How to see an animator controller parameter in VS debugger

I’m trying to understand why NetworkAnimator isn’t causing my client to switch from idle to walking. I’m in the NetworkAnimator code, I see that the parameter is having SetFloat called to set the Speed parameter to a value > 0.1, which is the transition for going from idle to walking. I just want to confirm that the Speed parameter is being updated, but when I look in the Visual Studio debugger, I see all of the attributes of the animator parameter, but the value of the parameter isn’t there. See the pic: the value (which has just been set to 0.1957…) is not an attribute of the parameters[0], but everything else about the parameter is shown there.

Is it not possible to see the value of an animator parameter when debugging, or is it somehow stored in some other place that is viewable? I realize that it must be set to this value, since that line of code just ran, but since the transition from idle to walking isn’t happening even though the speed is now > 0.1, I’m looking for anything that might be the cause.

Thanks!

Animator Controllers are already hard enough to debug on their own, so I don’t envy you having to add networking to the mix.

Could you just make a property in your own script which calls GetFloat on the parameter so you can use the debugger on your property?

Maybe, maybe not.
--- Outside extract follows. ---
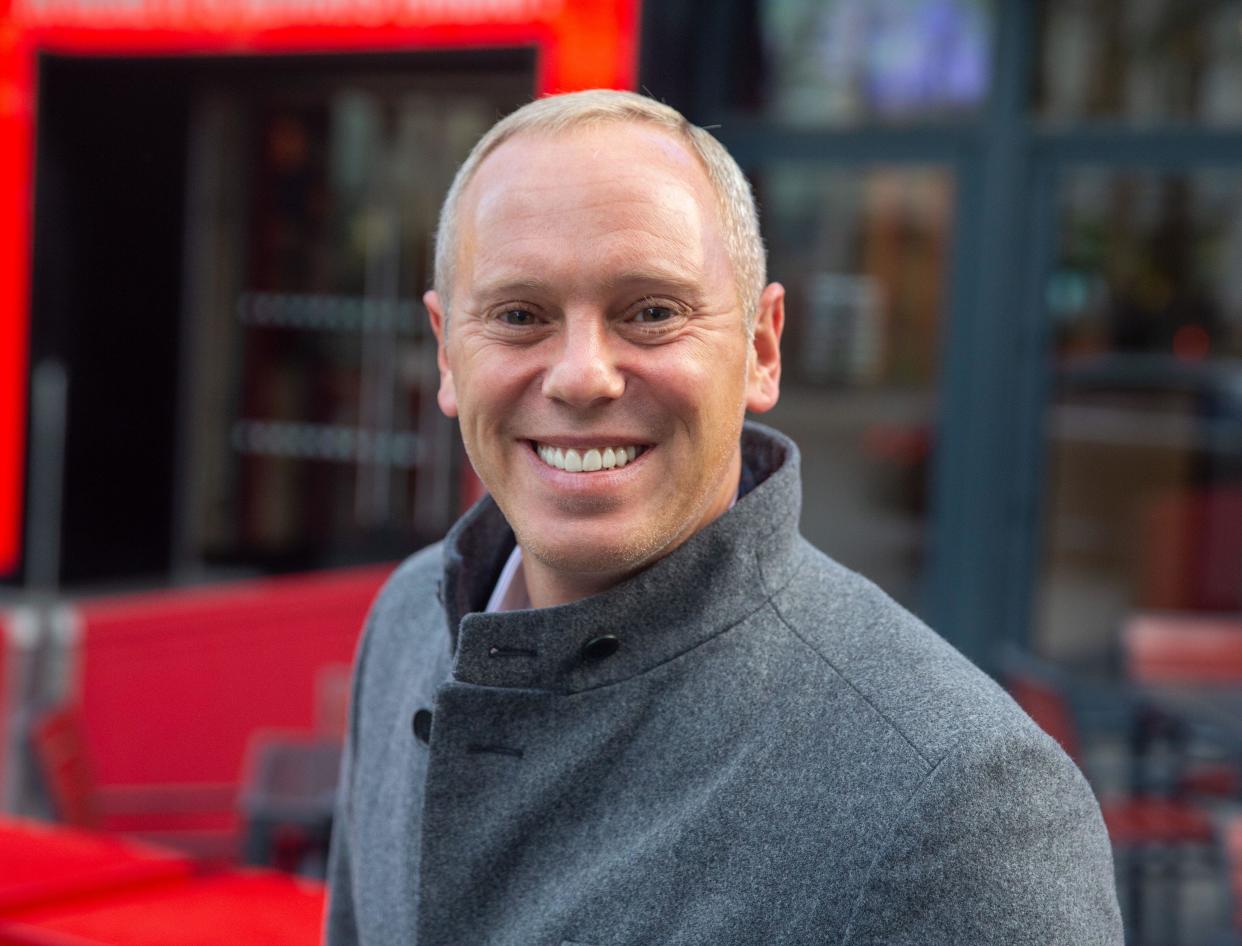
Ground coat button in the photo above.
[582,634,621,662]
[414,709,431,745]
Calling Play will only change the current state next time the Animator Controller updates (and calling it multiple times in the same frame will ignore them all after the first) so I wouldn’t be surprised if it was doing some similar nonsense for parameters.

I can, but that still leaves me wondering just where the parameter values are actually stored. I feel like if i cant see the actual value in the debugger, I can’t know whether other events and code might be messing with it without me knowing it. I can’t have a breakpoint on it when it changes, for instance.
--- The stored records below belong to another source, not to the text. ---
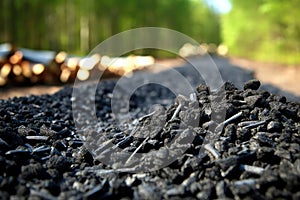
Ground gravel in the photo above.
[0,67,300,199]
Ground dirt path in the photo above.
[0,55,300,99]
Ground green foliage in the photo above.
[221,0,300,64]
[0,0,220,56]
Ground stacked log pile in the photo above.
[0,44,154,87]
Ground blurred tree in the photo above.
[222,0,300,64]
[0,0,220,54]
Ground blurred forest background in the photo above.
[0,0,300,64]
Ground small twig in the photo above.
[204,144,221,159]
[240,165,265,175]
[170,104,182,121]
[125,137,149,166]
[223,112,243,125]
[88,167,136,175]
[242,120,266,128]
[139,110,156,122]
[112,135,131,149]
[215,111,243,132]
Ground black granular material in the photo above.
[0,80,300,199]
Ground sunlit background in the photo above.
[0,0,300,97]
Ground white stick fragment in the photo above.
[241,165,265,175]
[204,144,221,159]
[125,137,149,166]
[243,120,266,128]
[170,104,182,121]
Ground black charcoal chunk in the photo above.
[244,79,260,90]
It’s probably in a block of unmanaged memory somewhere that the Animator Controller allocates internally for the sake of optimisation, so I doubt there’s much chance a managed debugger will be able to see it. Animator Controllers really aren’t designed for programmers; you can’t debug them properly, you need magic strings everywhere, and even simple concepts like separation of concerns or encapsulation are impossible. If you use them you basically just have to accept that you’ll be writing hacky workarounds for every second thing you try to do.

Cool. That’s what I was hoping wasn’t the case. I appreciate the reply.